ExoAtlet, a Skolkovo resident startup that makes exoskeletons that help disabled people to walk again, has raised $2 million in private investment and state grants in South Korea.

The funding, raised with the help of senior managers at major Korean corporations and high-profile business angels, will be spent on promoting the company in Asia, said Ekaterina Bereziy, the company’s CEO and co-founder.

A screenshot from a promotional video made by ExoAtlet Asia, showing the exoskeleton in action.

ExoAtlet obtained official certification to sell its exoskeletons in Korea back in May, having registered the ExoAtlet Asia company there last October. ExoAtlet Asia comprises a team of 10 people headed by Oh Joo Young, the former director of mobile technology at Korean giant LG Electronics.

ExoAtlet Asia has already attracted about $1.2 million in private investment for its promotion in the region. One of the investors was Kyung Soo Heo, the chairman of Cosmo Group, which is part of GS Group – the seventh biggest business group in South Korea in terms of capitalization, said Bereziy. Its business includes companies working in the chemical industry, new materials and trade and distribution.

“The trade and distribution department of Cosmo Group is involved in the search for and subsequent distribution of goods that have a high chance of conquering the market,” said Bereziy. “For example, in 2003 the company began promoting the Roomba robot vacuum cleaner, which was a real hit on the consumer electronics market.”

Heo was interested in rehabilitation exoskeletons because he saw good sales potential for them in the near future, said Bereziy: the rehabilitation exoskeleton market is expected to grow an average of 70 percent per year through 2020.

“In terms of the development of rehabilitation technology, exoskeletons are the main trend in Asia right now,” said Bereziy. “They’re in demand as rehab equipment in clinics and rehab centres where people can train in them, like at gyms,” she explained.

ExoAtlet, headed by Ekaterina Bereziy (centre), has gone from strength to strength since winning the main prize at the Skolkovo Startup Village in 2014.

The company’s tasks in Korea include the creation of a high-quality manufacturing base to enter the markets in Asia and elsewhere, and the organization of the exoskeleton’s clinical trials on the local market.

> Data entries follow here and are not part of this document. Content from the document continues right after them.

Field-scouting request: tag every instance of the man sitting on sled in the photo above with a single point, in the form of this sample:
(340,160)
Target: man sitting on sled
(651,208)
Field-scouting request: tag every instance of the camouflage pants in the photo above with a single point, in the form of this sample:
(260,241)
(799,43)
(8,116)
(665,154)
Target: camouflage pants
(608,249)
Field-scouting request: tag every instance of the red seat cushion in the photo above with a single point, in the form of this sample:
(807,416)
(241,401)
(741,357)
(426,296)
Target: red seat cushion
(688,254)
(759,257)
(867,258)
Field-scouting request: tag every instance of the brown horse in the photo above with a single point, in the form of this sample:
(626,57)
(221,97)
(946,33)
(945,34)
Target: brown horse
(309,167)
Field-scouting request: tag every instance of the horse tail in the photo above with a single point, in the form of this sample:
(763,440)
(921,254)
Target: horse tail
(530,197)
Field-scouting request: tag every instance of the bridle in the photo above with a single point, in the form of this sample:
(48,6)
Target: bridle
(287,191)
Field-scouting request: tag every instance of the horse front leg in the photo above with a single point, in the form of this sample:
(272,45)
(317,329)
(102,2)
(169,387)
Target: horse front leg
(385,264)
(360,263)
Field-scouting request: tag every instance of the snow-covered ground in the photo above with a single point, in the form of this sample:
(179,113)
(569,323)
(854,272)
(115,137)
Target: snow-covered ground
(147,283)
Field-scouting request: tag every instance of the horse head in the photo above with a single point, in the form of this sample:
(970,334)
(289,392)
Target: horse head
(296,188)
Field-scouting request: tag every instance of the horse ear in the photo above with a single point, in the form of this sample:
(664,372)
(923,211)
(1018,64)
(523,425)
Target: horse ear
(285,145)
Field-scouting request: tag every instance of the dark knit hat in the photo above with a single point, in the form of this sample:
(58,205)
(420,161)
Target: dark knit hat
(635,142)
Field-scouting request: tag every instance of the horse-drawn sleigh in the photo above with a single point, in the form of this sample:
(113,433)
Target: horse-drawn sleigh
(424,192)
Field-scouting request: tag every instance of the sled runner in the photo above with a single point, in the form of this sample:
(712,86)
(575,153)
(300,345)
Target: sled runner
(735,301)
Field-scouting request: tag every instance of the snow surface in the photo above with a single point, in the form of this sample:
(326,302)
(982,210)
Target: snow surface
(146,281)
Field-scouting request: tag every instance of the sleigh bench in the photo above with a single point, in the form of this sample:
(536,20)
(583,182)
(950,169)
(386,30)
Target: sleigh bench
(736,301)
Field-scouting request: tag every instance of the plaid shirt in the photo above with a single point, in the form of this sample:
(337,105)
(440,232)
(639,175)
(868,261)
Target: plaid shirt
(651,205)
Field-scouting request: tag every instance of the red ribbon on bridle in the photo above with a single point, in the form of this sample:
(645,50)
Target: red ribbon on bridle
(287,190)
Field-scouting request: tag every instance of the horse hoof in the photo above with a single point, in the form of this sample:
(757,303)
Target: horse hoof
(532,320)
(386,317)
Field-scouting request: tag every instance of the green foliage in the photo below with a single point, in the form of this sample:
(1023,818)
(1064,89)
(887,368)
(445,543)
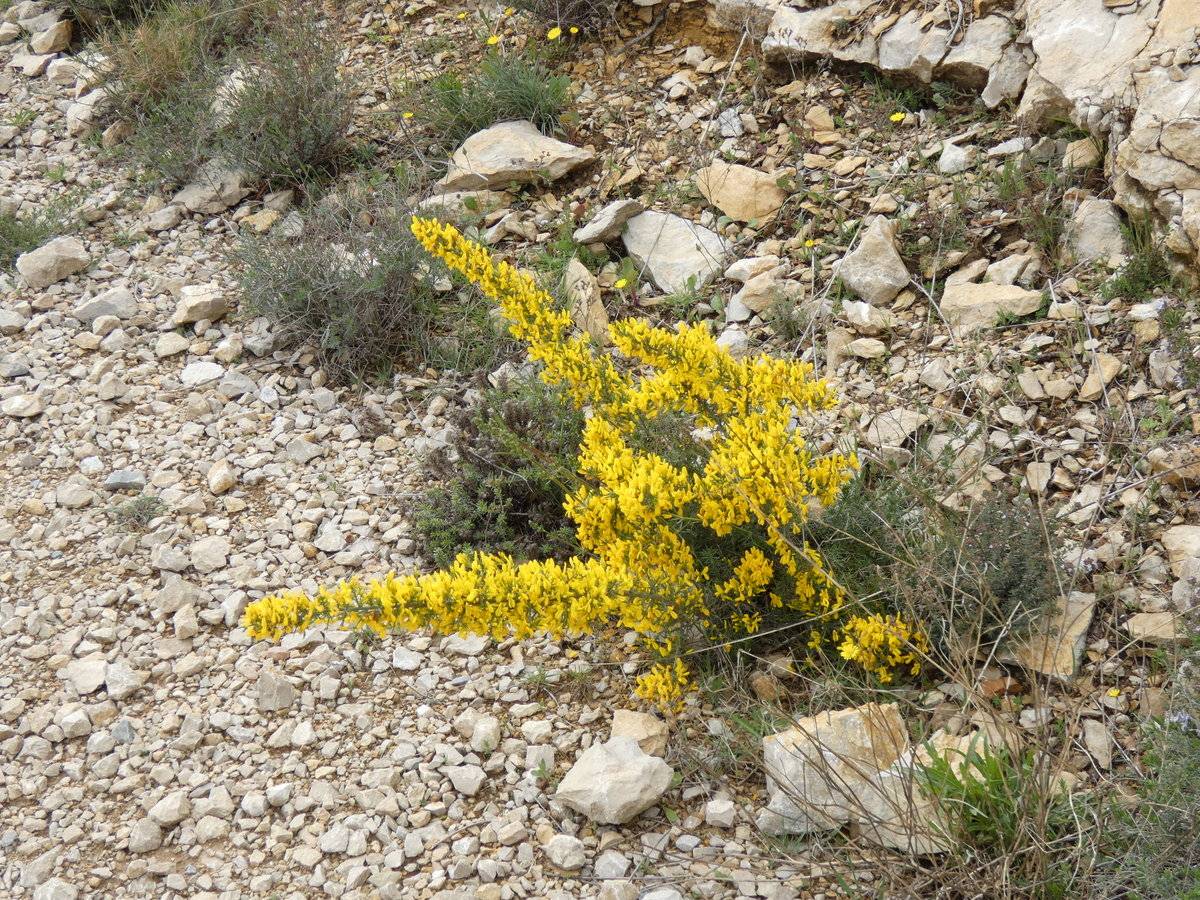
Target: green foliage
(513,85)
(136,515)
(276,108)
(978,574)
(23,233)
(504,477)
(1002,807)
(589,16)
(287,118)
(1152,847)
(1146,273)
(359,294)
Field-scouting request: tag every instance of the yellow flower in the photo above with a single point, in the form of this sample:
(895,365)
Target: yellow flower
(639,515)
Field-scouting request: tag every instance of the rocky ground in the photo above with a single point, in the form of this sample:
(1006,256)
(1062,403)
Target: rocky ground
(166,462)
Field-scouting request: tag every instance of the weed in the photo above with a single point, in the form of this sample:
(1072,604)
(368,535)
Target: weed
(1146,273)
(1181,341)
(1152,850)
(137,514)
(1158,424)
(589,16)
(21,234)
(504,477)
(972,577)
(359,295)
(22,118)
(505,87)
(1003,814)
(286,112)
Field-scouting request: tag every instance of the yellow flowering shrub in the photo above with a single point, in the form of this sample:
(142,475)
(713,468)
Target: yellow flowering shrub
(670,551)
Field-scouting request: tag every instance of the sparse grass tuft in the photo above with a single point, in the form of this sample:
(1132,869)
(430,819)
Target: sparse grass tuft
(21,234)
(514,85)
(353,283)
(136,515)
(589,16)
(287,111)
(1146,273)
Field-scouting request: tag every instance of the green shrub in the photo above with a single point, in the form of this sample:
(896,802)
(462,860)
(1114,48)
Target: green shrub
(1152,849)
(276,108)
(1009,823)
(353,283)
(981,574)
(589,16)
(1147,270)
(505,87)
(354,286)
(23,233)
(287,111)
(504,477)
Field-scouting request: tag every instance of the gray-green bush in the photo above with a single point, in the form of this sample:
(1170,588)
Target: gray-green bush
(513,85)
(357,287)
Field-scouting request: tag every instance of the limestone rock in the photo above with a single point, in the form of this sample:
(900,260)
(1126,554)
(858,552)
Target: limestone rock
(970,307)
(648,731)
(114,301)
(1054,645)
(798,35)
(565,851)
(615,781)
(274,691)
(1104,369)
(511,153)
(1182,544)
(85,675)
(215,190)
(1158,628)
(145,835)
(53,40)
(676,253)
(52,262)
(172,809)
(607,223)
(199,301)
(1093,233)
(742,193)
(462,205)
(22,406)
(874,269)
(586,304)
(817,768)
(897,811)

Clinical trials are already underway in Korea: eight patients took part in them, and all were successfully able to walk the distance needed in the exoskeleton, and were satisfied with the results, according to Bereziy. The second stage of trials will begin in September.  

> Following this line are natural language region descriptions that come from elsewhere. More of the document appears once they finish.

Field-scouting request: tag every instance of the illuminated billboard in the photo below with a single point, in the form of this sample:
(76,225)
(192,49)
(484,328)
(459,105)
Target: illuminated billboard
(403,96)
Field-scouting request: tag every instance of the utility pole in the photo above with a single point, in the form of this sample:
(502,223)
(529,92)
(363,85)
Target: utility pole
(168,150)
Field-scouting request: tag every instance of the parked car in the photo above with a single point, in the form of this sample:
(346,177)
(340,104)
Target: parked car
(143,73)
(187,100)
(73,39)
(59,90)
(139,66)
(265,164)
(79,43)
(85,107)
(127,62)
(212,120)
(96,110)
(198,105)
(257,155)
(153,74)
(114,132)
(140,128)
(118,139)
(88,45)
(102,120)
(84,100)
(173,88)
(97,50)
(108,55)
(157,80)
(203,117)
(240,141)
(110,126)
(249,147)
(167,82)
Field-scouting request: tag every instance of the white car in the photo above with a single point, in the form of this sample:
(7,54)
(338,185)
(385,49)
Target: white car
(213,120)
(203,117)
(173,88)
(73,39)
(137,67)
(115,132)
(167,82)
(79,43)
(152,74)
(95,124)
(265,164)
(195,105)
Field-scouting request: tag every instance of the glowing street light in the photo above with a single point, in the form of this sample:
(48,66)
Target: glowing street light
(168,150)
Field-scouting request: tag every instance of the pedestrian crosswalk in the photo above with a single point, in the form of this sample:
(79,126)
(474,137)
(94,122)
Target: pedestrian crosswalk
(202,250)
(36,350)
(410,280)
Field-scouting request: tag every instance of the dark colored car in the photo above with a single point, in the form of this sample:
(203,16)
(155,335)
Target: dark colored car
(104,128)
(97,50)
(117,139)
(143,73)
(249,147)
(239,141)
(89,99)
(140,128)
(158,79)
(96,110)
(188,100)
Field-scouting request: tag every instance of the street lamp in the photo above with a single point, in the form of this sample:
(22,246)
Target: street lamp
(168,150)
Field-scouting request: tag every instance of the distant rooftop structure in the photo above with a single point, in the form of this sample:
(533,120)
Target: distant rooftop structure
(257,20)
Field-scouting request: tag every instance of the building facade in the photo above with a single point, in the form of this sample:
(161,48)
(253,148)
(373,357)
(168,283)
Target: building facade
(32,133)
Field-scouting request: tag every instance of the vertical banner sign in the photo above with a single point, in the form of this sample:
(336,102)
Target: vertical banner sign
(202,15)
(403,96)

In addition to demonstrating ExoAtlet at Korean clinics, Oh Joo Young presented the exoskeleton to the departments responsible for developing innovations in Korea’s regions, and applied for grants along the way. The company has so far been awarded grants totaling $700,000, said Bereziy.

Exoatlet Asia has also signed an agreement with the province of Gyeonggi under which the province will promote and support ExoAtlet Asia, and its hospitals and rehab centres will be equipped with exoskeletons.

This year, the company plans to produce 10 exoskeletons in Korea, with that figure soaring to 150 next year, and totaling 1,400 during the next five years. The company’s Russian engineers travel to Korea regularly to oversee production and train their colleagues in assembling the exoskeletons.

Korea is the first foreign market where ExoAtlet has launched sales, but it does not plan to stop there.  

“When we were obtaining certification in Korea, we made the product so that it would meet all certification requirements not only in Asia, but on European markets as well,” said Bereziy.

“The next stage will be undergoing certification in China, Japan and Singapore. Our aim is to obtain all the necessary certificates by 2019.”